CATHY WURZER: Good idea. Say, what dish are you most excited for this year? It sounds like maybe your apple pie? Maybe I'm wrong.

MEG COWDEN: Apple pie. Yeah, no, the apple-- I make a really-- my husband loves my pies. I do, too. All butter crust. It's for the win now on that one.

CATHY WURZER: Yeah.

MEG COWDEN: And I love our stuffing, which we put apples in, and water chestnuts, and wild rice, and celery, and onions. And so that's always one of our favorites that we enjoy. We're also smoking a turkey for the first time on a new smoker, so that is also going to be kind of exciting.

I love just the flavors together. And then every bite of food is like, oh my gosh, we grew that. Can you believe that? It's just a continued moment of awe for me.

I mean, it happens all summer when I bite into a tomato sandwich. I'm like, oh man, we grew that tomato. It's going to be the same thing on Thursday. The whole meal, looking at it, it's almost overwhelming in its simplicity and its bounty that we produced that.

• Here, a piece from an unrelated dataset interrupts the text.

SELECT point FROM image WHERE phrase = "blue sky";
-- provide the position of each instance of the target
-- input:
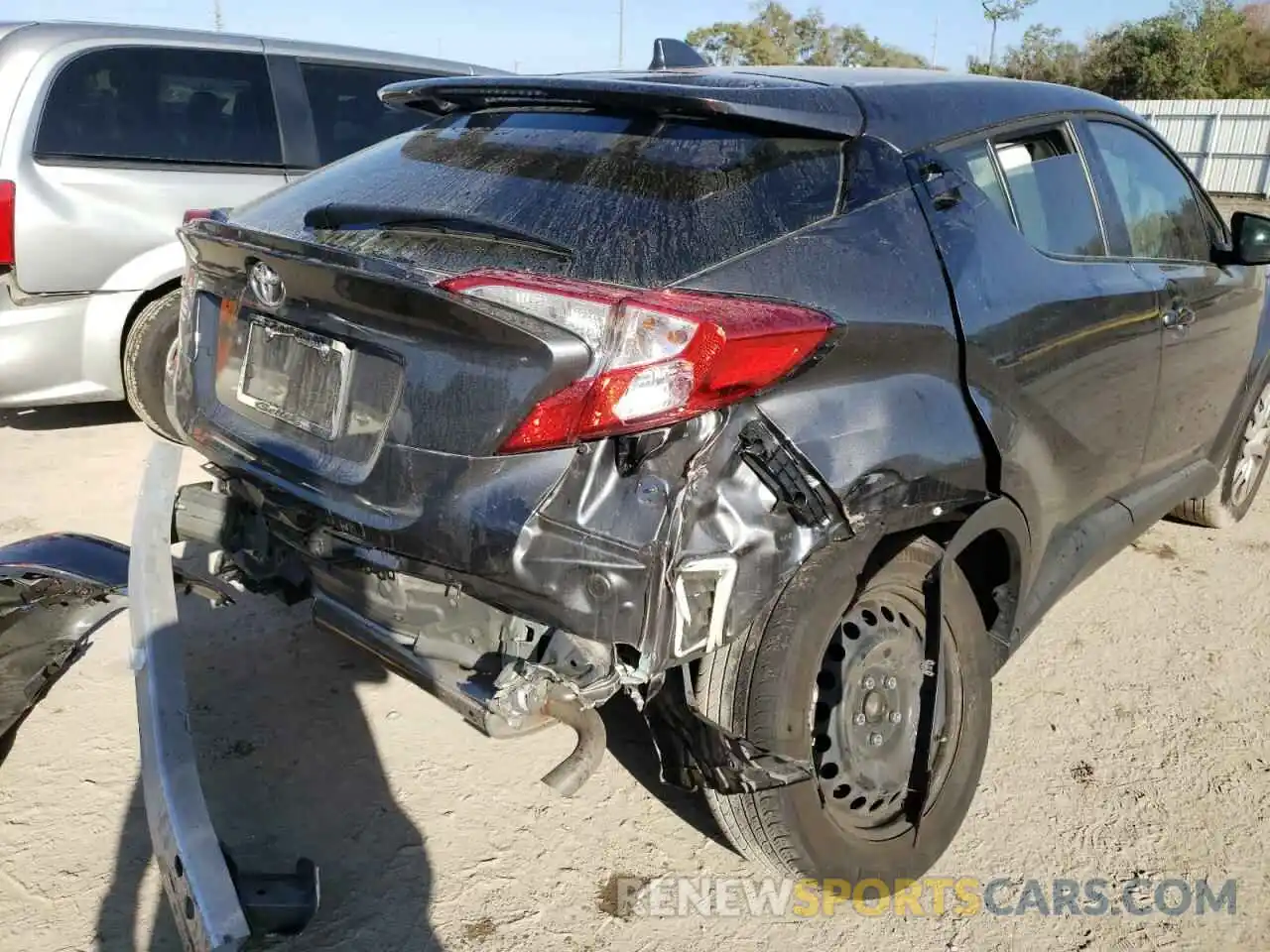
(550, 36)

CATHY WURZER: It's a beautiful thing. Obviously, it means a lot to you to have a feast that comes from your very own garden.

MEG COWDEN: Yeah, it does. And really this feast, if you travel all the way back in time to our fruit tree, this is a sixth year in the making meal that we're going to consume over the course of an hour or so. And that's true of any meal that we eat. But because I've grown it all, I have that intimate awareness of that. And that makes it more reverent in a way, if that makes sense.

CATHY WURZER: Yes, it does. Oh, my goodness, Meg. I hope you have a wonderful Thanksgiving. It sounds like you will.

And I'm grateful for you and what you've done for the show. Thank you so much. We'll talk soon.

MEG COWDEN: Thank you, Cathy. Thank you so much.

CATHY WURZER: Happy Thanksgiving.

MEG COWDEN: Thank you so much. Take care. You, too.

CATHY WURZER: You, too. Minnesota gardener Meg Cowden, she's the author of the book Plant Grow Harvest Repeat. Check it out. She is a great guest and she knows an awful lot.